Women's Contracting Program Stuck in Neutral
By Robert Brodsky
It's been nearly a decade since Congress enacted the women's contracting program through the Small Business Reauthorization Act of 2000. But the Small Business Administration has yet to implement the program and its long-awaited regulations.
On Tuesday, Sen. Olympia Snowe, R-Maine, ranking member of the Senate Committee on Small Business and Entrepreneurship, sent a letter to SBA Administrator Karen Mills urging her to finally kick the program into high gear and to set a timetable for implementing the program prior to Oct. 31, which marks the end of National Women's Small Business Month.

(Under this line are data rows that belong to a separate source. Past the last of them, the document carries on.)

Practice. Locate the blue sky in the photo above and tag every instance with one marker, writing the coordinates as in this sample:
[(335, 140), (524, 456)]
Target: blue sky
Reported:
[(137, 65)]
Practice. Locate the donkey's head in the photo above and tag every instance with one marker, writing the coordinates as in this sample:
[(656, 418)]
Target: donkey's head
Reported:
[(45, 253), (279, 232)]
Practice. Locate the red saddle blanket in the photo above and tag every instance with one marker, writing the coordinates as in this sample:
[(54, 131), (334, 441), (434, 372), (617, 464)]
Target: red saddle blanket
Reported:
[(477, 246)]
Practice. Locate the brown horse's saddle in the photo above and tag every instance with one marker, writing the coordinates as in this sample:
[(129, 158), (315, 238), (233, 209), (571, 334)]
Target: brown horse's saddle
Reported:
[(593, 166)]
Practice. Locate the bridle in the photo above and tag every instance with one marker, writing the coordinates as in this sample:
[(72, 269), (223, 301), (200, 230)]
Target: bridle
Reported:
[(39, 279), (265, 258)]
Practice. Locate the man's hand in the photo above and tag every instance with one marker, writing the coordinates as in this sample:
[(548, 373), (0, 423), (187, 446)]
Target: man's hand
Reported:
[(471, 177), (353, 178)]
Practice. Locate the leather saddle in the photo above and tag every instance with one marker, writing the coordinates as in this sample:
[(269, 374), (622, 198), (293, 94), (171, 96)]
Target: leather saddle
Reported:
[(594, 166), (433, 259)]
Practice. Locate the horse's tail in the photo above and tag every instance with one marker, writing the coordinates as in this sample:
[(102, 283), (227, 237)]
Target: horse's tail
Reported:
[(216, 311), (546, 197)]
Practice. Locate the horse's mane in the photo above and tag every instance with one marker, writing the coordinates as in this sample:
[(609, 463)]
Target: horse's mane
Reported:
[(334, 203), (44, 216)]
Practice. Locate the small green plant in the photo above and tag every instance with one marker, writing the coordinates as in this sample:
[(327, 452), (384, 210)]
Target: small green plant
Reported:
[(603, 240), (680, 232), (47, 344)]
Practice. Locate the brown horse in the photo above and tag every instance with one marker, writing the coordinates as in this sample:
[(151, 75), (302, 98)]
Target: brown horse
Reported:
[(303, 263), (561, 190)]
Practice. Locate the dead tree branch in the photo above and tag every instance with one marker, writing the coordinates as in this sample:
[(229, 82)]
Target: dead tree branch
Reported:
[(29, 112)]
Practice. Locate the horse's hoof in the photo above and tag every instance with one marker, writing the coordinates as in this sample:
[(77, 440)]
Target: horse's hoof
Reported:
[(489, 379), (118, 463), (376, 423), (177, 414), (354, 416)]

"I repeatedly expressed my frustration to the previous administration for dragging its feet in developing women contracting regulations," Snowe said in the letter. "I was further outraged when the proposed implementing regulations that were eventually produced - eight years after enactment of the law - did not provide the tools envisioned by Congress and basically thwarted the law's intent. Now, with over nine months having passed in this new Administration, I am deeply concerned that the regulations have yet to be established."
Snowe is also frustrated that the federal government has not met its goal of awarding five percent of Recovery Act contracts to women-owned small businesses. The group is the only socioeconomic category whose small business contracting goal has not been met or exceeded since the Recovery Act's passage.